2). To prevent Goodreads from becoming a competitor in its own right. Amazon’s Kindle publishing platform has been a boon for independent authors, many of whom promote themselves through Goodreads. Had the website leveraged its user base to become a publisher and distributor, it may have posed a very serious threat to Amazon.
3). To integrate social features into amazon.com. Some suggest that Amazon could leverage the Goodreads brand to create a much wider social network that integrates with its flagship website – a ‘Facebook of Books’ (or FaceBOOK if you’re into puns). With so many authors promoting their work on Facebook and other social networks, an Amazon social network would benefit them greatly as it’s more closely integrated with a sales platform.
4). To gain access to valuable data. Combining Goodreads data on the preferences of its 16 million users with the information Amazon might already have on those same readers will allow it to make better recommendations. Additionally, those data can help improve Amazon’s sales and marketing initiatives.

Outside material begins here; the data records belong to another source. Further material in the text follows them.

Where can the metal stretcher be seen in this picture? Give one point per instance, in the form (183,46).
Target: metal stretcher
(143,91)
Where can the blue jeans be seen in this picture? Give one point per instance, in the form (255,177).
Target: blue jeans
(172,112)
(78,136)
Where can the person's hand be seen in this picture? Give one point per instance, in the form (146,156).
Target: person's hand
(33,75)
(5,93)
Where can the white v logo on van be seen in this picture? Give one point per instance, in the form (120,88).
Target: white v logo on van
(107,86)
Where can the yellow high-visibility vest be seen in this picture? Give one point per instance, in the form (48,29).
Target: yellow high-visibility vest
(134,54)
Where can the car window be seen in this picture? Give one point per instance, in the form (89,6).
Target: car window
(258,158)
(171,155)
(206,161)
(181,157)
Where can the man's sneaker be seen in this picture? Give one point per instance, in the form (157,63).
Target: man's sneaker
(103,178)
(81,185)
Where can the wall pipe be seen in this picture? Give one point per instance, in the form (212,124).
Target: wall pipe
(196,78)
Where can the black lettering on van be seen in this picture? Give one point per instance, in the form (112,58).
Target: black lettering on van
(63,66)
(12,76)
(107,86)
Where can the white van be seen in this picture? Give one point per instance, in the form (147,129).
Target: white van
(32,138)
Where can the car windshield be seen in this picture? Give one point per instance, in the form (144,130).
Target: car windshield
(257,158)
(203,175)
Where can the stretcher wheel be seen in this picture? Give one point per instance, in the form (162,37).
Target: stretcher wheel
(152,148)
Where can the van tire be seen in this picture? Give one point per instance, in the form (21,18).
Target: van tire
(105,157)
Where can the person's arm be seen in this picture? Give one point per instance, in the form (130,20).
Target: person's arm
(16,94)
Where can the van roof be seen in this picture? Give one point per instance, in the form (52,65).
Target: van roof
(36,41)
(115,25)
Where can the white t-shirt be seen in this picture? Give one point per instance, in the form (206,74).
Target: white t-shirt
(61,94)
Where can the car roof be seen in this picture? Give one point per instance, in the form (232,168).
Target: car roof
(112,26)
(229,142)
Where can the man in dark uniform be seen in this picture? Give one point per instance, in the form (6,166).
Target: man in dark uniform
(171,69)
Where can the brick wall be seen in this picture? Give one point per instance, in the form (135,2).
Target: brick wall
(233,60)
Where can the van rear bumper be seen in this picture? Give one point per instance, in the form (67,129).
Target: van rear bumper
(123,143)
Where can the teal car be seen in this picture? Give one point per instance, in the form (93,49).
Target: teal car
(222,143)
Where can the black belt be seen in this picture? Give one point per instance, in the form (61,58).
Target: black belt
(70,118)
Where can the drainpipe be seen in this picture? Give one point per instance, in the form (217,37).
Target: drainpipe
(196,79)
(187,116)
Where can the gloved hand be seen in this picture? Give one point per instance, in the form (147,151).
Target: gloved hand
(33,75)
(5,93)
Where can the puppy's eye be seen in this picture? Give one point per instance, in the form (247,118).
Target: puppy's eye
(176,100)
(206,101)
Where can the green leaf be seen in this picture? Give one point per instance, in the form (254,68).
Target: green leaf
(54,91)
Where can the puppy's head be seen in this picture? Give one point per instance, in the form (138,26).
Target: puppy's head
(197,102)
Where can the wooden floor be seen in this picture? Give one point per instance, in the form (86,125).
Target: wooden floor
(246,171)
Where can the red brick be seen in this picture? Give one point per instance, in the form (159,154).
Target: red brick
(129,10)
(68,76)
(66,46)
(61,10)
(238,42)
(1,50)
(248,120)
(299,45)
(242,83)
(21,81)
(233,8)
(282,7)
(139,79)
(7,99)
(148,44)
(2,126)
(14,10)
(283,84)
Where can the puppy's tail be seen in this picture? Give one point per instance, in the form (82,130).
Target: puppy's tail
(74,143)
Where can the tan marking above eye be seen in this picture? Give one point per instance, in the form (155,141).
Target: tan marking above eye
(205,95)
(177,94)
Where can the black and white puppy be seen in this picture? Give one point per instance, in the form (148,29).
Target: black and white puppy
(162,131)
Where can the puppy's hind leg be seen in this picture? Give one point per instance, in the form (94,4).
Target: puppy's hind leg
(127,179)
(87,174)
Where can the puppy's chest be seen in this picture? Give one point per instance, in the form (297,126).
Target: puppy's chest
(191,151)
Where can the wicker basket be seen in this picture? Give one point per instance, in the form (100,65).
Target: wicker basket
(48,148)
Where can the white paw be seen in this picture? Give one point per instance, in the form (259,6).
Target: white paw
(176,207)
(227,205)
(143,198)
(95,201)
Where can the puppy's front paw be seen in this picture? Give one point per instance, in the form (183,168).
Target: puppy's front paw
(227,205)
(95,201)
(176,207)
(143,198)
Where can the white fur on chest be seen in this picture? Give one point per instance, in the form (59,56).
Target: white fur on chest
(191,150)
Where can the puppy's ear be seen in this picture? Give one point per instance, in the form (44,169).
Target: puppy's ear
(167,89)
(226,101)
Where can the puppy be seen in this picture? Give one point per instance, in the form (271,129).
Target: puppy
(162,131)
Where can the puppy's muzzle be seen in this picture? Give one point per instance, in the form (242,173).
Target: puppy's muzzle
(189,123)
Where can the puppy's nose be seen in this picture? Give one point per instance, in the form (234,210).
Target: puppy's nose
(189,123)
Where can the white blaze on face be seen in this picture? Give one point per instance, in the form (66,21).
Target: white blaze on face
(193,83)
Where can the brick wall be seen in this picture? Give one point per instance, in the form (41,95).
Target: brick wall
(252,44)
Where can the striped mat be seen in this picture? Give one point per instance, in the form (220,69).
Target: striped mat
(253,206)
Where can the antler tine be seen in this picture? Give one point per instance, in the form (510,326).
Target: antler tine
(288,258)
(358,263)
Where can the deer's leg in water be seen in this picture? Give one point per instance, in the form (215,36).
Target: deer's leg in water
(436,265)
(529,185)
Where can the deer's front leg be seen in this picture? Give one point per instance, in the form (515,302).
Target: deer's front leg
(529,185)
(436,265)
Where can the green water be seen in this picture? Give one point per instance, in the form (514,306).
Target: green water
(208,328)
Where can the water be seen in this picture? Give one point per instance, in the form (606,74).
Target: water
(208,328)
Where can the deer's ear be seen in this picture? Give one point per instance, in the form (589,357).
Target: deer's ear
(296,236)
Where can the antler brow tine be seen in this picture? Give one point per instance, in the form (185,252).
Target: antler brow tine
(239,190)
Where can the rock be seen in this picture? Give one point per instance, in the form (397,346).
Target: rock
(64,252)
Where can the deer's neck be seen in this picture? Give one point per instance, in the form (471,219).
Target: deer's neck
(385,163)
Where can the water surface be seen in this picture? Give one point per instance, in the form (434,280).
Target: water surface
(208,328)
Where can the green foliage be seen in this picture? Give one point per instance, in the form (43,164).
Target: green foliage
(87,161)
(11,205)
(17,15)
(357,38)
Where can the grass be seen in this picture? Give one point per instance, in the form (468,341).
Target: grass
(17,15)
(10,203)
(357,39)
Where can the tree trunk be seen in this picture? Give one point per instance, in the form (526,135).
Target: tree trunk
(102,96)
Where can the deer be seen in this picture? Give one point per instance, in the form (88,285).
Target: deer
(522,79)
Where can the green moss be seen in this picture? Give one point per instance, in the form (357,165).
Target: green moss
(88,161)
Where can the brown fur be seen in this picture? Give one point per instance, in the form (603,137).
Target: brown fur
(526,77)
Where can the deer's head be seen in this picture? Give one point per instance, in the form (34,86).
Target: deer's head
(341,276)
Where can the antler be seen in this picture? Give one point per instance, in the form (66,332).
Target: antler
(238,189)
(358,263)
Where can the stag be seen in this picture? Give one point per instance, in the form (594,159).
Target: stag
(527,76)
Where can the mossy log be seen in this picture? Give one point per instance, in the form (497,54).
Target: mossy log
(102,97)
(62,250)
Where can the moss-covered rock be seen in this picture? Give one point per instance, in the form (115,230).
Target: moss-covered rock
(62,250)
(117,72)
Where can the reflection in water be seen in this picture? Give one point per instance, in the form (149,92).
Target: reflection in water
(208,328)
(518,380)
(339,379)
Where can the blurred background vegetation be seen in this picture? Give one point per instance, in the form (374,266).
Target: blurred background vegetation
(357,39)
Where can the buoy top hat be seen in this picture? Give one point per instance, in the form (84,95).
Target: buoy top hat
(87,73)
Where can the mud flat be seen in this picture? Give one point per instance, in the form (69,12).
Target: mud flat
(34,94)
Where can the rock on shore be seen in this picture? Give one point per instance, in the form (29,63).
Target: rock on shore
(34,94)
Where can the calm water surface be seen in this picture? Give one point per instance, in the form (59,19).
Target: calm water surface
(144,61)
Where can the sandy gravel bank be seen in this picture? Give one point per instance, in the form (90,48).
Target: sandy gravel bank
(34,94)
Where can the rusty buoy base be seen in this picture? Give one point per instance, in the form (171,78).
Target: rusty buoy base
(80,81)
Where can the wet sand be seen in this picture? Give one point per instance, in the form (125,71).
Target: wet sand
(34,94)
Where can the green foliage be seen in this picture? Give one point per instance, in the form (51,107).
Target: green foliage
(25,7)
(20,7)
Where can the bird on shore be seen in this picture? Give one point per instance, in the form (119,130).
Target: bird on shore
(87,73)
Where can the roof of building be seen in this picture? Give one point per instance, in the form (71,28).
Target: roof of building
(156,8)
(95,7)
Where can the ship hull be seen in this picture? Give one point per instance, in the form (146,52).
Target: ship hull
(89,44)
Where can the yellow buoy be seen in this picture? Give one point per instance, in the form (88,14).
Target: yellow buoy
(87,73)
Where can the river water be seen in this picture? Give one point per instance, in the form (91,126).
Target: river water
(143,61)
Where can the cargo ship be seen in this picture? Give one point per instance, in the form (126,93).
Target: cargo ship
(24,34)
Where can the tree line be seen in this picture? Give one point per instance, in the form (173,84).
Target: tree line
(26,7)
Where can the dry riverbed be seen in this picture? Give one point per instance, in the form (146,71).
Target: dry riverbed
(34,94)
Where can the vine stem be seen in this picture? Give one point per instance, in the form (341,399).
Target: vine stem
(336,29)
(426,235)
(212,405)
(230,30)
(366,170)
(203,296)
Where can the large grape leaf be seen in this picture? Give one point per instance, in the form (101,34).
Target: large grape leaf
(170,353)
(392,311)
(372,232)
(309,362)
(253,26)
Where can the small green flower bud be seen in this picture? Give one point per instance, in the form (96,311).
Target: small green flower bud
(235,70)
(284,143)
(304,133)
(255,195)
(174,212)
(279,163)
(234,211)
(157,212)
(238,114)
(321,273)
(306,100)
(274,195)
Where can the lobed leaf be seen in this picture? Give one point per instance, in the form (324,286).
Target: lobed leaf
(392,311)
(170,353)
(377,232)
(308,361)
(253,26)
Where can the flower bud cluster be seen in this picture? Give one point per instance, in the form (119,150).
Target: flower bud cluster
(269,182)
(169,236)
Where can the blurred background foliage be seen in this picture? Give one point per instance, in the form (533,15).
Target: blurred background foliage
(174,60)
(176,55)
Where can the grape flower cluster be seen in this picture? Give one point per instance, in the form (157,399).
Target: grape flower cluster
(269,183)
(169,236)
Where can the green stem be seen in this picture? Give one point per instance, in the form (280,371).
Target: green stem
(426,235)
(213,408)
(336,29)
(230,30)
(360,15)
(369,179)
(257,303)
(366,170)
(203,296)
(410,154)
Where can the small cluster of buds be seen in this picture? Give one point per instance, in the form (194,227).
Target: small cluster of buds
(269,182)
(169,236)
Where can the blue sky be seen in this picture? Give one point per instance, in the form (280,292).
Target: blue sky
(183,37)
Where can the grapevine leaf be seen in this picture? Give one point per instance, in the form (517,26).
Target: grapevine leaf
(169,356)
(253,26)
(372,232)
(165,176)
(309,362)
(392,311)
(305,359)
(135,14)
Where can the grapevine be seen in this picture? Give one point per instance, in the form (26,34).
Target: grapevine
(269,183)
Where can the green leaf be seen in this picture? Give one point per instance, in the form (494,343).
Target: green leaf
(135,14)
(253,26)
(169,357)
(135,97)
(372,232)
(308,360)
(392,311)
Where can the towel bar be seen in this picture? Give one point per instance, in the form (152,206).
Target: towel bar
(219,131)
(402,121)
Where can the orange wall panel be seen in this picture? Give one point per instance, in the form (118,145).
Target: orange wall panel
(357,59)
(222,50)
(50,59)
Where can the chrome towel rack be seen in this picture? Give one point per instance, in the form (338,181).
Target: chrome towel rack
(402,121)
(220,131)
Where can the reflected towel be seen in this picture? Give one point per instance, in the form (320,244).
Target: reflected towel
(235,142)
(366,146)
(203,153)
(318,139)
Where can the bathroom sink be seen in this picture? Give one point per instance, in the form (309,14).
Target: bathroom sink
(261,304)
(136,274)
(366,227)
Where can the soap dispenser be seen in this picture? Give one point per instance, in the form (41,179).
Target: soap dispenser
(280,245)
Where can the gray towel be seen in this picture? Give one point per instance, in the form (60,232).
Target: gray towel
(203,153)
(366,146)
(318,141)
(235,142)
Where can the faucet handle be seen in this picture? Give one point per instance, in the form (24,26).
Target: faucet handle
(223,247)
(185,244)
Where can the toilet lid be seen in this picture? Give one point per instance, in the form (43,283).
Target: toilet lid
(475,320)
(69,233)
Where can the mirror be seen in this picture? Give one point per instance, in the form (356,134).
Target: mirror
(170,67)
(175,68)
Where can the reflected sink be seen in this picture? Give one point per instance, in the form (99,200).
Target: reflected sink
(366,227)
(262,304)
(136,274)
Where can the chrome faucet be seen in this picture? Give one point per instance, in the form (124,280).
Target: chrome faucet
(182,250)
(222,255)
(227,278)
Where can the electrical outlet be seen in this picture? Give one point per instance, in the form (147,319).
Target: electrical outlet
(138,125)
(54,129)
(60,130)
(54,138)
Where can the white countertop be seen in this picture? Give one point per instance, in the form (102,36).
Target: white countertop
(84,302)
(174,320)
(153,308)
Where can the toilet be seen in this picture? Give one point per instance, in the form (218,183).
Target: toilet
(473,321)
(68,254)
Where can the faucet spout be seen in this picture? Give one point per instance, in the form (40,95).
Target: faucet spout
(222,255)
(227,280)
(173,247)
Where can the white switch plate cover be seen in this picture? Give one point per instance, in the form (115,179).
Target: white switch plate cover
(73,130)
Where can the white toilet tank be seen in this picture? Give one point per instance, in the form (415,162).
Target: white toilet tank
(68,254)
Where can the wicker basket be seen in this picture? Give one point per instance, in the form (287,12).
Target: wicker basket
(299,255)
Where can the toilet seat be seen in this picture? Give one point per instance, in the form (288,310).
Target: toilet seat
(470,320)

5). To access more credible reviews. Amazon has had several cases involving authors buying or manipulating reviews for their books. It’s much more difficult to create fraudulent reviews on Goodreads as there’s less anonymity. Furthermore, Goodreads users generally give more critical reviews, resulting in wider variability and more useful information for potential buyers.
While all of these benefits have their merits, there’s one big thing most of the media aren’t talking about.
Amazon is targeting people that buy books!
For those of you not familiar with the Pareto principle, or 80-20 rule, it’s quite simple: 80% of the effects come from 20% of the causes. This is extremely accurate for book purchases in that 20% of adults buy 79% of all books.
So, my excitement over this acquisition is less about integrating Goodreads with Amazon than it’s about integrating Amazon with Goodreads.
With the purchase of Goodreads, Amazon can have exclusive access to a property where those frequent book buyers congregate on a regular basis. Book nerds are migrating away from bookstores, and finding more recommendations from friends and the internet (and internet friends).
According to Codex, a research group specializing in book audiences, nearly two-thirds of frequent book buyers have eReaders or tablets as of last December. That’s more than double from the year prior, and more than triples the number in 2010.
As a result, the percentage of book discoveries in physical stores fell from 32% in 2010 to 20% in 2012 and the percentage of discoveries made online doubled from 5% to 10% during the same period. As eReaders become more popular this trend is sure to continue, as eReader owners are reportedly twice as likely to discover books digitally.